Le 1erjuillet, ils étaient tout de même quelques milliers dans les rues à braver l’interdiction de manifester pour motif épidémique (une première depuis 2003), jouant au chat et à la souris avec des policiers brandissant de nouveaux drapeaux violets (cf photo), les avertissant qu’ils enfreignaient la loi. Ainsi, moins de 24h après l’entrée en vigueur de la loi, sur les 370 manifestants arrêtés, 10 l’étaient pour des motifs de sécurité nationale.

Même si cette loi a reçu le soutien des milieux d’affaires n’appréciant guère l’agitation sociale, et que la bourse de Hong Kong n’a pas plongé grâce aux capitaux chinois, elle crée un climat d’incertitude indéniable. 

La grande question sera bien sûr le degré d’application de la loi. La nomination de deux partisans de la ligne dure, Luo Huining, chef du bureau de liaison, à la tête du nouveau « comité pour la protection de la sécurité nationale » et Zheng Yanxiong (ayant prouvé sa valeur lors des émeutes de Wukan en 2011) au « bureau pour la sécurité nationale », ne laisse rien présager de bon. Il faut donc s’attendre à ce que des personnalités de l’opposition en soient les premières victimes, en guise d’exemple. 

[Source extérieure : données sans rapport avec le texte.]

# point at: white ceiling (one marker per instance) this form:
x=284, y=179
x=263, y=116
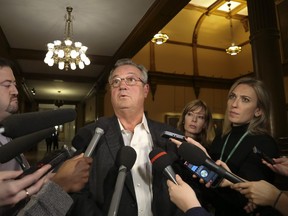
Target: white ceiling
x=110, y=30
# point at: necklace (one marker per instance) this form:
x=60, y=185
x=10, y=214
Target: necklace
x=234, y=148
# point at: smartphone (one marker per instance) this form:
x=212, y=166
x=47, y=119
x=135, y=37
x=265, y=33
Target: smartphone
x=204, y=173
x=55, y=158
x=263, y=156
x=168, y=134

Lors des manifestations de l’an dernier, de nombreux observateurs craignaient que Pékin décide de rétablir l’ordre dans la RAS en y envoyant ses soldats. Mais force est de constater qu’entre le printemps 1989 et l’été 2020, le gouvernement chinois a changé ses méthodes, préférant avoir recours à un arsenal législatif plutôt que militaire. Cependant, l’objectif reste le même : intimider, voire terroriser toute voix dissonante. Pour Pékin, il était hors de question de laisser Hong Kong devenir une base de subversion, défiant l’autorité du Parti sous le regard du monde entier, et dont l’influence toxique menaçait de se répandre sur le continent. Voilà pourquoi il était primordial pour Pékin de reprendre la main, et cela, peu importe les conséquences internationales (représailles, sanctions, perte du statut économique spécial…).

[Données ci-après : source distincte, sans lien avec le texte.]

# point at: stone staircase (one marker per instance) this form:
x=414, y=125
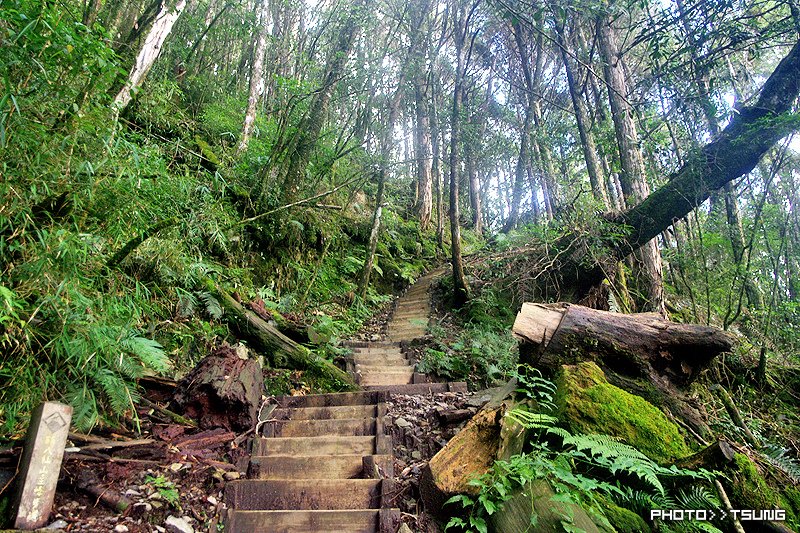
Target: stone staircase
x=324, y=463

Cette loi est surtout l’expression d’un projet politique plus large que le système central a pour Hong Kong. Constatant ces dernières années que les « deux systèmes » avaient pris le dessus sur le « un pays », Pékin s’est attelé à éroder progressivement le « haut degré d’autonomie » accordé à la RAS afin de réaffirmer sa souveraineté sur le territoire et rétablir le rapport de force en sa faveur. Ainsi, au lendemain d’Occupy Central en 2014, l’ « interventionnisme » de Pékin au sein des affaires hongkongaises s’est accéléré : extradition forcée de libraires et de milliardaire, disqualification des députés de l’opposition, fin du principe de non-ingérence auquel était soumis le bureau de liaison, arrestations de personnalités du mouvement pro-démocratie, loi sur l’hymne national… Et Pékin ne compte pas s’arrêter en si bon chemin. Il faut s’attendre à davantage « d’harmonisation » de la société hongkongaise à l’avenir : une éducation patriotique renforcée dans les écoles et les universités, une mise au pas des médias, des avocats, des ONG, et un contrôle de l’internet… Du déjà-vu en Chine.

Même si l’opposition risque d’en prendre un coup, la résistance pourrait perdurer sous d’autres formes, les manifestants hongkongais ayant déjà prouvé leur créativité en utilisant des moyens détournés pour exprimer leurs opinions – un exercice que pratiquent les internautes chinois de longue date. Certains feront le choix de l’exil. Royaume-Uni, Taiwan, Australie ont déjà tendu la main aux éventuels candidats. Mais pour ceux qui restent, le choix est clair : renoncer à leur activisme politique ou faire une croix sur leur liberté. 23 ans après la rétrocession, Hong Kong n’a jamais été aussi chinoise.